Virgin Atlantic (VS, London Heathrow) is attempting to secure a financial rescue deal worth more than GBP500 million pounds (USD626 million), and two investment firms that have been examining offers are now in talks to submit their own joint bid, Sky News reported citing unnamed City of London sources.

US-based hedge fund Elliott Management Corporation and UK private investment firm Greybull Capital, which owned Monarch Airlines (1968) (London Luton) when it collapsed in 2017, are reportedly in discussions about submitting a joint offer to provide new funding to Virgin Atlantic.

They would be competing against other asset management firms, such as New York's Davidson Kempner Capital Management, the report said.

While it is known that Virgin Atlantic is trying to wrap up a rescue package by the end of June, some sources have suggested that the funding requirements have diminished in recent weeks.
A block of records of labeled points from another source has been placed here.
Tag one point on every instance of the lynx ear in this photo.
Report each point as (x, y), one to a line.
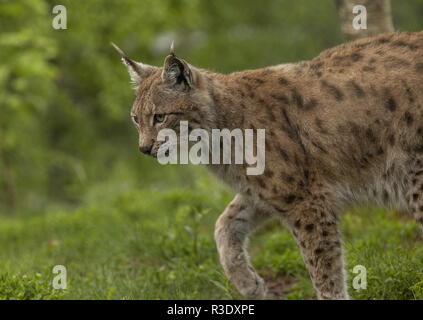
(177, 72)
(137, 71)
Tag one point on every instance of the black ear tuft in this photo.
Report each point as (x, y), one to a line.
(177, 72)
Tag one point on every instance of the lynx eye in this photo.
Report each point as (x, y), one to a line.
(160, 117)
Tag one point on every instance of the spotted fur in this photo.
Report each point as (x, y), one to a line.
(344, 128)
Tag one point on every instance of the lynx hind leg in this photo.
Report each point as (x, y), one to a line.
(231, 234)
(415, 191)
(315, 229)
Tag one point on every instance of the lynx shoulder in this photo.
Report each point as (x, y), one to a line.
(344, 128)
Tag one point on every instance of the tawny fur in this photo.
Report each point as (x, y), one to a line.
(342, 129)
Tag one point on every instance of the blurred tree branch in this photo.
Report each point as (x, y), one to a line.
(379, 17)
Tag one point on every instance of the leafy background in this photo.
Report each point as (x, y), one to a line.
(75, 191)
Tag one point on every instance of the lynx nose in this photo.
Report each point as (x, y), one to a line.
(145, 149)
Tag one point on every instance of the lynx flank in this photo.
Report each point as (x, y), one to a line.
(342, 129)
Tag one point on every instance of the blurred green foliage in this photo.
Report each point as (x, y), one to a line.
(66, 141)
(65, 136)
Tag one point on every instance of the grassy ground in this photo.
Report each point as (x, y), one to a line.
(145, 244)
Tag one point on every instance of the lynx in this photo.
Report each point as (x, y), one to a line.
(342, 129)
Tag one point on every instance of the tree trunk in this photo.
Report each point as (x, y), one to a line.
(379, 18)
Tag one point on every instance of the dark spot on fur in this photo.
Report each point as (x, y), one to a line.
(309, 227)
(332, 90)
(290, 199)
(261, 182)
(368, 69)
(391, 139)
(297, 224)
(391, 104)
(358, 91)
(268, 173)
(297, 98)
(281, 98)
(408, 118)
(318, 251)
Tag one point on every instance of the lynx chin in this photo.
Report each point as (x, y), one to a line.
(342, 129)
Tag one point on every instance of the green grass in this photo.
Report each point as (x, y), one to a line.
(146, 244)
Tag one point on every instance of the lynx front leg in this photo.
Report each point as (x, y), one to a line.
(231, 234)
(315, 228)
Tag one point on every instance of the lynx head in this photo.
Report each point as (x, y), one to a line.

As previously reported, the UK government has so far been reluctant to channel taxpayers' money into the airline.

The carrier is also fighting to secure concessions - based on the value of its slots at London Heathrow - from its second-largest shareholder Delta Air Lines (DL, Atlanta Hartsfield Jackson), the UK Civil Aviation Authority (CAA), and a syndicate of banks and bondholders that lent it money in 2015.

Having already made about a third of its workforce redundant, Virgin Atlantic has, according to Sky News, asked turnaround management specialists Alvarez & Marsal to act as administrator in case a solvent rescue deal cannot be achieved.